The eMigrate project helps prevent exploitation of blue-collar workers as it outlines the conditions of employment through contracts. Since workers are recruited through an identified agent if they secure a job through the system, the agent can be easily held accountable by Indian authorities if employment issues arise in the UAE. “Our data shows that 197,000 ECR category workers were recruited through eMigrate in 2017, which is about 20 per cent higher than in 2016,” says Vipul. “I should also clarify that any punitive action under eMigrate essentially applies through the recruiting agent in India.”
The missions conducted a number of awareness campaigns for blue-collar workers last year ranging from telecom fraud to the dangers of transporting banned medicines and alcoholism. “We have an active and ongoing programme of building awareness and cultural sensitivity among our blue-collar workers so they don’t inadvertently get into trouble,” says Suri.
The consulate plans to continue its outreach through awareness campaigns in labour camps this year. As of today, it will host an Open House on the last Friday of every month to benefit Indian expats who cannot reach the consulate on working days. “We will also in the coming weeks constitute some advisory committees to understand community issues even better and make more effective use of the Indian Community Welfare Fund from which we can give consular assistance to those Indians who cannot afford it,” says Vipul.
India’s Ministry of External Affairs recently announced a new orange passport for citizens who have not finished their 10th school-leaving examination, but the Indian missions in the UAE are yet to receive official notification about the passport reforms. A date for issuing the new passports has also yet to be announced.
All new passports are now to be issued without the address page at the end, which also carries the holders’ parents’ names. NRIs are worried new passports will no longer serve as a proof of Indian address, particularly since NRIs are not eligible for the biometric Aadhar identity card. Meanwhile, worshippers in the UAE could expect some good news about the first Hindu temple in Abu Dhabi, which was announced during Modi’s last visit. “You will hear some positive news in the next few weeks,” says Suri, without providing more information.

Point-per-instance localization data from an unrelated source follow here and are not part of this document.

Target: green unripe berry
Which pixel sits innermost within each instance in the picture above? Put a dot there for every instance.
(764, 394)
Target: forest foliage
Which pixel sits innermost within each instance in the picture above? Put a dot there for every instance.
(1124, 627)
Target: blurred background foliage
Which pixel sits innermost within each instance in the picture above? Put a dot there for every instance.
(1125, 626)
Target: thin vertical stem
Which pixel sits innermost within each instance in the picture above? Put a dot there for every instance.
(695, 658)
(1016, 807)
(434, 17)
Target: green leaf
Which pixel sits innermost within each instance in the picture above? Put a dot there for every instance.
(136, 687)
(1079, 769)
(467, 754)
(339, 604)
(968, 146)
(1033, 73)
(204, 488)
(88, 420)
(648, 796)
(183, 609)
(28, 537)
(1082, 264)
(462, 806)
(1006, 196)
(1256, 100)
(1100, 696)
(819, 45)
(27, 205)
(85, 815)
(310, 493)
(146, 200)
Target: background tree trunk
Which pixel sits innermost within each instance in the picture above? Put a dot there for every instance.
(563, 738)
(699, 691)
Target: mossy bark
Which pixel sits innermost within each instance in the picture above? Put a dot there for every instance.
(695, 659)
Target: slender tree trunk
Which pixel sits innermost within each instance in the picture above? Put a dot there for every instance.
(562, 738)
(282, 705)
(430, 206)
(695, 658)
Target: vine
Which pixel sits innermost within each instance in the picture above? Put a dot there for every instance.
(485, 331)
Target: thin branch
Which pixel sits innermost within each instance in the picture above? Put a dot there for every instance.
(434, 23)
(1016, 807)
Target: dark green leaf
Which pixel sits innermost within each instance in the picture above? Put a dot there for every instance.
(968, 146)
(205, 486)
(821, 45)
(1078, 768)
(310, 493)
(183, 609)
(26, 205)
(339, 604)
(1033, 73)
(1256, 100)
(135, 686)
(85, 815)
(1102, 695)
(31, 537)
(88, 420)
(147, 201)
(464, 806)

Cultural ties between India and the UAE continue to be enhanced. Given the success of the India Fest, which had its eighth edition last year, many other initiatives are planned this year. “The India Fest is a major event on the cultural calendar of the Indian community in Abu Dhabi, but equally important is the fact that we will be participating in a big way in the Abu Dhabi Music and Arts Festival in March,” says Navdeep Singh Suri, India’s Ambassador to the UAE. India is the country of honour at the event, where sarod maestro Ustad Amjad Ali Khan will perform. Other artistes heading to the UAE this year include dancer Tanushree Shankar and the contemporary music act, the Raghu Dixit Project.
The Dubai Consulate regularly organises various cultural events both in the consulate as well outside in collaboration with the Indian community. A large number of cultural events are also organised by various private groups with the consulate’s support. “We will continue to host various cultural programmes related to dance, music, cuisine, fashion, festivals and literature in 2018 too,” says Vipul. “A major event during the year will again be the International Day of Yoga, which we hope to organise once more in all the emirates of the UAE with the support not only of the Indian community but also Emiratis and the entire international community.”